Religious snub - RE teacher says principals are not employing them
Claims that Jamaica is facing a shortage of religious education (RE) teachers have been challenged by one person trained to teach the subject.
Nadine Chambers argues that it is the principals who are refusing to employ specialists to teach the subject.
According to Chambers, since graduating from Shortwood Teachers' College in 2012 as a specialist religious education teacher, she has been unable to secure a job in that area. And it is the same for others trained with her.
"There is a great refusal to employ those of us who were trained in this field. Most principals do not see the need for the subject to be taught in high school," said Chambers, who has a degree and a diploma in religious education.
As a religious education specialist, Chambers said she believes the advertisements which usually run in the newspapers looking for teachers for this subject are done to satisfy protocol, as the practice is to use teachers who teach other subjects to teach RE.
"Teachers usually say as long as you are a teacher you can teach anything. They may have a point, but they would not be effective in an area they weren't trained for. Imagine I am a butcher and I take a job as a tailor," argued Chambers, who is employed as a basic school teacher.
She said persons are refusing to see the importance of RE and the role it plays in eliminating some of the social ills in society, especially as it relates to young people.
"We have spent so much money to be trained for three years. We are still struggling to pay off student loan. I believe this is atrocious to us as RE teachers," declared Chambers.
But president of the Jamaica Teachers' Association (JTA) and principal of Church Teachers' College, Dr Garth Anderson, who had raised the issue of a shortage of RE teachers during a Gleaner Editors' Forum in September, last week said while he is not discounting what Chambers has alleged, the problem is a compound one.
"One of the issues we have is that in the teacher training institutions we are seeing fewer and fewer persons coming in to be trained for religious education at the two colleges that train RE teachers for secondary schools in Jamaica, Church Teachers' College and Shortwood Teachers' College," Anderson told The Sunday Gleaner.
"I know that Shortwood has taken the position that it wants to drop religious education. We at Church Teachers' College are considering that too. Because you have these personnel on your staff as lecturers but you are just not having the students to come in to do it," added Anderson.
He said his institution has started to offer scholarships for persons who want to be trained to teach RE.
"We literally have to go out, handpicking and encouraging students to go in.
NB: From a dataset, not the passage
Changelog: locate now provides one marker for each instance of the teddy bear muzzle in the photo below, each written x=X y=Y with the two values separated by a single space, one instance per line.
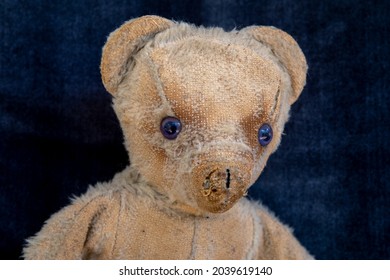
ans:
x=219 y=185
I'm not sure we have six specialists in the year one group coming in that area now. We are not getting people to come in to do that so it is a crisis for me because it has an important role to play," said Anderson.
The JTA head added that over the years the number of persons he would see coming in to be trained to teach RE has dropped significantly with a possible reason being that some schools are not offering RE at the Caribbean Secondary Education Certificate level.
"It is critical that our students are exposed to that kind of core values and principles that run through different religious beliefs and religion. Unfortunately, it is not happening as widely as it should," said Anderson.